Vedere Kathy così fragile, indifesa, tormentata, stranamente l'aveva calmata. Come se tutta la sua rabbia fosse volata via. Appoggiò nuovamente i fogli sul comodino. Per poco il tablet di Kathy non cadde. Lo prese al volo e si aprì. Non era bloccato.
"Mutazione di un organismo LWF WB" lesse il titolo della pagina. Andò avanti e indietro curiosa finché non trovò LWF B. La mutazione di terzo livello permetteva all'organismo LWF B di azzerare la resistenza ad anticoagulanti e antibiotici.
"Mi sarebbe stato molto utile da piccola" pensò Liv. Triplicava la velocità delle cellule celebrali? Liv rilesse incredula. Accelerava il metabolismo basale dello stesso fattore e inoltre si ipotizzava che facesse altrettanto con la riparazione dei tessuti del corpo. Com'era possibile?
"Vantaggi evolutivi vincenti: intelligenza, capacità di previsione, schematizzazione dell'universo e telecinesi." Liv rilesse più volte il termine finale. C'era anche una nota a piè di pagina: "Spostamento di oggetti, di piccole o grandi dimensioni e loro sospensione in aria". Non poteva essere stato scritto da uno scienziato. Lesse l'intestazione in testa alla pagina e le si gelò il sangue: George Feltman. Dove aveva trovato quel documento, Kathy? Tornò sul foglio che la riguardava. "Mutazione di quarto livello: non possibile. A seguito della somministrazione del siero si ipotizza generazione di scariche elettriche dovute a sconosciute reazioni cellulari a livello di nucleo". La sua mente scientifica si rifiutava di credere a quelle parole, ma Kathy le poteva leggere i pensieri; quindi, non erano frasi gettate lì a caso. Feltman aveva vinto il Nobel per quella scoperta, insieme ai suoi colleghi.
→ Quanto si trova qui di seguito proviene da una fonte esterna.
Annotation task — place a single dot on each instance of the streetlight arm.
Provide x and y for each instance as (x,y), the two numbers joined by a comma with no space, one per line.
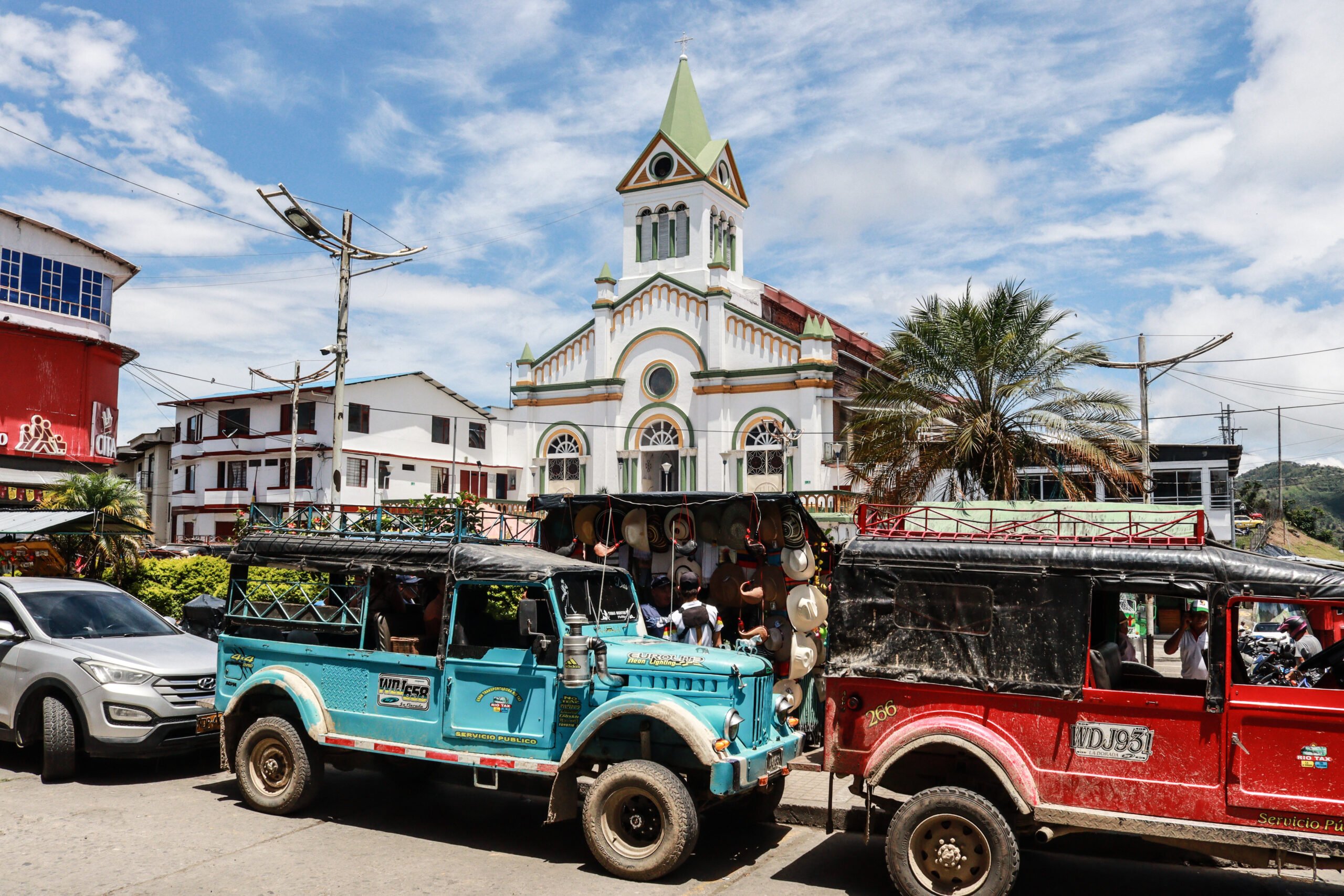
(324,238)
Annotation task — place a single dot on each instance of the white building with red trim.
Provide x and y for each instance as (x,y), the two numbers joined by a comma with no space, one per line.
(407,437)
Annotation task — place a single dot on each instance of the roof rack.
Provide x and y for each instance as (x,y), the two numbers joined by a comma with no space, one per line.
(397,523)
(1109,525)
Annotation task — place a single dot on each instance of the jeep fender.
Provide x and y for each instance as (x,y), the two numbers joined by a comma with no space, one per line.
(676,714)
(999,755)
(300,690)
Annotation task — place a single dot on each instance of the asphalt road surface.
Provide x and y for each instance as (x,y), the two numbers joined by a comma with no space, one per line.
(176,827)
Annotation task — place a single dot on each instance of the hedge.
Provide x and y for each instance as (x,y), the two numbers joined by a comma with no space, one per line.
(167,585)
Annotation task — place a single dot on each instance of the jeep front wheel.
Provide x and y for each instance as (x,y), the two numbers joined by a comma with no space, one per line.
(640,821)
(948,841)
(279,769)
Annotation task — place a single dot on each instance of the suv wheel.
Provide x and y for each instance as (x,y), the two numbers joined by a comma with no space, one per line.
(279,769)
(640,821)
(58,741)
(948,840)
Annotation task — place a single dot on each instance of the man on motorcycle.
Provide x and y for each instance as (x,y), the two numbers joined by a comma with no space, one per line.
(1307,644)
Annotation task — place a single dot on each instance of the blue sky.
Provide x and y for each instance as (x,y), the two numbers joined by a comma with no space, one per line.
(1159,167)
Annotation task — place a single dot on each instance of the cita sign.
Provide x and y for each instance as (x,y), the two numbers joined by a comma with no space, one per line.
(102,430)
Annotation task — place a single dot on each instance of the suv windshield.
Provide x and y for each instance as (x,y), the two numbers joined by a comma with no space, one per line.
(92,614)
(597,597)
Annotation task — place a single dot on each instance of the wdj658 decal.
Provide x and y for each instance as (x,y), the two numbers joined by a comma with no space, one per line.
(404,692)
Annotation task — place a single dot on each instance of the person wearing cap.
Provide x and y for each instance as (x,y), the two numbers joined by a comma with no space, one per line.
(656,610)
(1306,644)
(1193,641)
(695,623)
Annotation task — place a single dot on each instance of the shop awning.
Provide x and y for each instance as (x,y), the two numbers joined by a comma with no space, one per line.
(65,523)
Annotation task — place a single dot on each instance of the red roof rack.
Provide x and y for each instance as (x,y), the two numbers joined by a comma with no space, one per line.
(1108,524)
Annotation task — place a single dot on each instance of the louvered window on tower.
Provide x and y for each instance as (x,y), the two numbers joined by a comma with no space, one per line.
(646,236)
(663,234)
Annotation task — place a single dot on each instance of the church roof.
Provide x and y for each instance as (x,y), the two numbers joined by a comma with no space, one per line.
(683,120)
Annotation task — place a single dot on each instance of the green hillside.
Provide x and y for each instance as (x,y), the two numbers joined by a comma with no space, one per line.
(1314,495)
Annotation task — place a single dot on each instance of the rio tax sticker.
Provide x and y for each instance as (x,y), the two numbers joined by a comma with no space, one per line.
(402,692)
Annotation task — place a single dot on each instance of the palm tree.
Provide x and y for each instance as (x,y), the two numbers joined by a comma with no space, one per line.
(971,392)
(108,493)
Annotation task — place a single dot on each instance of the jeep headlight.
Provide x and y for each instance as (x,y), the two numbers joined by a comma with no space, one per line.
(107,673)
(731,723)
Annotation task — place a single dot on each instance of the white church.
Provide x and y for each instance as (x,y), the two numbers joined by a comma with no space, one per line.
(691,375)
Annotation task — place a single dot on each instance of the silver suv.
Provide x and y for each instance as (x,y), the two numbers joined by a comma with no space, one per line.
(88,668)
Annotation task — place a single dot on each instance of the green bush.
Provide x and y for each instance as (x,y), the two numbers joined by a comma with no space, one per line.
(167,585)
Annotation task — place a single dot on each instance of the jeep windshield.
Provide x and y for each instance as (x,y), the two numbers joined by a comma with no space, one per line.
(601,598)
(92,614)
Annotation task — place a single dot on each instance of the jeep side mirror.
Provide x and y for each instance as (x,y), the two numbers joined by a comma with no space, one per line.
(527,617)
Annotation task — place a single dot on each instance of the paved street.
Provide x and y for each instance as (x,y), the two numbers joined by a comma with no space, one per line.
(178,828)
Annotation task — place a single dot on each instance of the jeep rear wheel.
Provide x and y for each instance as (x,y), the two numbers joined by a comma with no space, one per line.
(948,841)
(279,769)
(640,821)
(58,741)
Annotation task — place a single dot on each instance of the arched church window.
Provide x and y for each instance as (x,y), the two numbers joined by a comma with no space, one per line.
(644,236)
(660,434)
(765,457)
(562,462)
(664,233)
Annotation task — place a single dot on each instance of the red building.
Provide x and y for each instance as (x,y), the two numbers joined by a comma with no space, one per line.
(58,364)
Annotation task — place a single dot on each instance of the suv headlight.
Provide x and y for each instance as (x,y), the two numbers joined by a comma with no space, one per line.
(731,723)
(107,673)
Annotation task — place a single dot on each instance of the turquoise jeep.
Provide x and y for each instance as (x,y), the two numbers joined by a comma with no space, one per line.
(546,678)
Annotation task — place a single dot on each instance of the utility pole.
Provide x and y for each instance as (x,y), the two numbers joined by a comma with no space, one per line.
(1144,382)
(1278,418)
(347,225)
(343,248)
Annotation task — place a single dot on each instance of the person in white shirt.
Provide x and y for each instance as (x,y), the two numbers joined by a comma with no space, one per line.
(1193,641)
(695,623)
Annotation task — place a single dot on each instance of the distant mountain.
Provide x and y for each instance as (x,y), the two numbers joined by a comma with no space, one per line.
(1306,486)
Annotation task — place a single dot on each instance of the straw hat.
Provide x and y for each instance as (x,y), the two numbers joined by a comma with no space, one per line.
(635,530)
(723,585)
(772,525)
(733,529)
(707,524)
(799,562)
(606,527)
(807,608)
(679,524)
(772,579)
(803,656)
(584,524)
(795,531)
(793,690)
(654,532)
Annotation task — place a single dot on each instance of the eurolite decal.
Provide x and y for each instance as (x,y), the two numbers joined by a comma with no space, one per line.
(1104,741)
(404,692)
(640,659)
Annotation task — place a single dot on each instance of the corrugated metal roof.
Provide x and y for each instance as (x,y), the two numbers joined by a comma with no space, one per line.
(61,522)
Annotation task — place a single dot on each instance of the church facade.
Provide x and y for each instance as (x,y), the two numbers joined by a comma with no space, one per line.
(690,375)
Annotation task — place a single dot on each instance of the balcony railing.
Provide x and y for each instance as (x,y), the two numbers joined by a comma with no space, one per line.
(481,523)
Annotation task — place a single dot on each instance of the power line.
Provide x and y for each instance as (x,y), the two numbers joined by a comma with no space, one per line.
(127,181)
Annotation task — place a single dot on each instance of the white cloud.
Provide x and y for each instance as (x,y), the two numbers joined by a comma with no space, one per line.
(1260,181)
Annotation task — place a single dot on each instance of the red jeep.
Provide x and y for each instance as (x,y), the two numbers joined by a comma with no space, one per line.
(976,672)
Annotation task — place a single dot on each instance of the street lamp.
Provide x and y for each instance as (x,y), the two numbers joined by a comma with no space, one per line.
(311,229)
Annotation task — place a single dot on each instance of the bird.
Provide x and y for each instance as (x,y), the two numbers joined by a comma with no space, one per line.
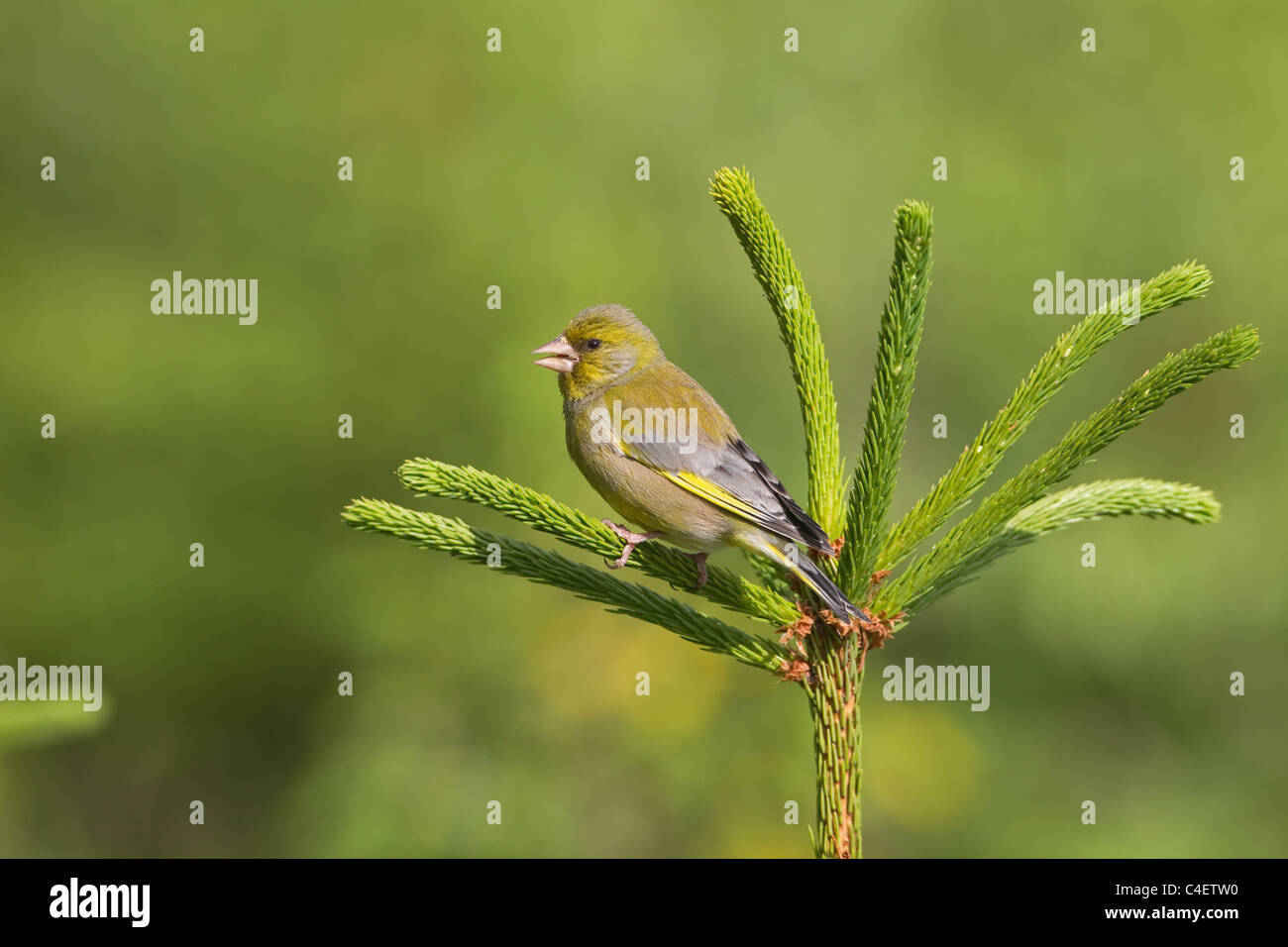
(664,455)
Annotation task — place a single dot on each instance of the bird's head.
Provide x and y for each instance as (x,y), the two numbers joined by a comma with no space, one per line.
(596,348)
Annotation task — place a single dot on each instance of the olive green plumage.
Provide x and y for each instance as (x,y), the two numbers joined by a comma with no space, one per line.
(666,457)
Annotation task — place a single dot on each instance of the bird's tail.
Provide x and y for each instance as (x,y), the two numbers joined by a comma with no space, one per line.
(804,569)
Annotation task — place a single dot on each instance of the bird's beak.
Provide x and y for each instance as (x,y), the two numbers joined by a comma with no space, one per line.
(561,355)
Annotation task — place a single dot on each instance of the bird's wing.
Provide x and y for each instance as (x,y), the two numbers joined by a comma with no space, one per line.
(707,458)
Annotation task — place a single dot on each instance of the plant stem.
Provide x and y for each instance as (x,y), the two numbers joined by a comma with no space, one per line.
(835,702)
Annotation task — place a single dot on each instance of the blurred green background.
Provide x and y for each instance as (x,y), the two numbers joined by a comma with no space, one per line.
(518,169)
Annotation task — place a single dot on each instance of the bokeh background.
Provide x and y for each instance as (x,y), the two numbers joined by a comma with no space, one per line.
(518,169)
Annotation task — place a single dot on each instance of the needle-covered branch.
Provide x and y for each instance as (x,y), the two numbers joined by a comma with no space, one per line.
(785,287)
(1069,352)
(578,528)
(1094,500)
(503,554)
(964,541)
(902,320)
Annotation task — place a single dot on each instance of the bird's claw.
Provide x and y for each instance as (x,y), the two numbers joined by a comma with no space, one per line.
(700,562)
(630,539)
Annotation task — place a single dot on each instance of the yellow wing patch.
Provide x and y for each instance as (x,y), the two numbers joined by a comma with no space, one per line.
(715,493)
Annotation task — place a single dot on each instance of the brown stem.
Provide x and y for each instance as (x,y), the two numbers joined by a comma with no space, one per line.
(833,690)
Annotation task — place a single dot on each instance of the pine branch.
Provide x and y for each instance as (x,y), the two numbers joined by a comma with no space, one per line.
(544,513)
(1069,352)
(1172,375)
(902,320)
(1086,501)
(772,262)
(452,536)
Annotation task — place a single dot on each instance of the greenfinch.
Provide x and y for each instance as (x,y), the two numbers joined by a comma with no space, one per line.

Minimizzò il documento e guardò lo schema sottostante: era qualcosa di enorme. Nomi, date, frecce che si intersecavano, punti d'interesse, questioni aperte. Era un albero enorme, con migliaia di rami e al centro c'era quel nome: Jacob Finnegan. Cliccò sul link associato e venne trasportata all'articolo di Kathy. Un brivido le passò lungo la schiena: aveva la sua stessa rabbia, la malinconia, la repulsione verso quel mondo ingiusto che aveva tolto loro una possibilità di una vita normale. Forse, se fosse diventata un mutante, avrebbe potuto essere abbastanza forte da difendersi, da tornare a casa. Forse poteva far fruttare i suoi vantaggi evolutivi. Era quasi meglio che diventare un vampiro ed era scienza, non realtà virtuale. Riaprì il manuale finché trovo la procedura di mutazione. La rilesse diverse volte: "arresto cardiaco"? Era come morire e rinascere. Allora guardò Kathy con innato interesse, per la prima volta: lei era già un mutante.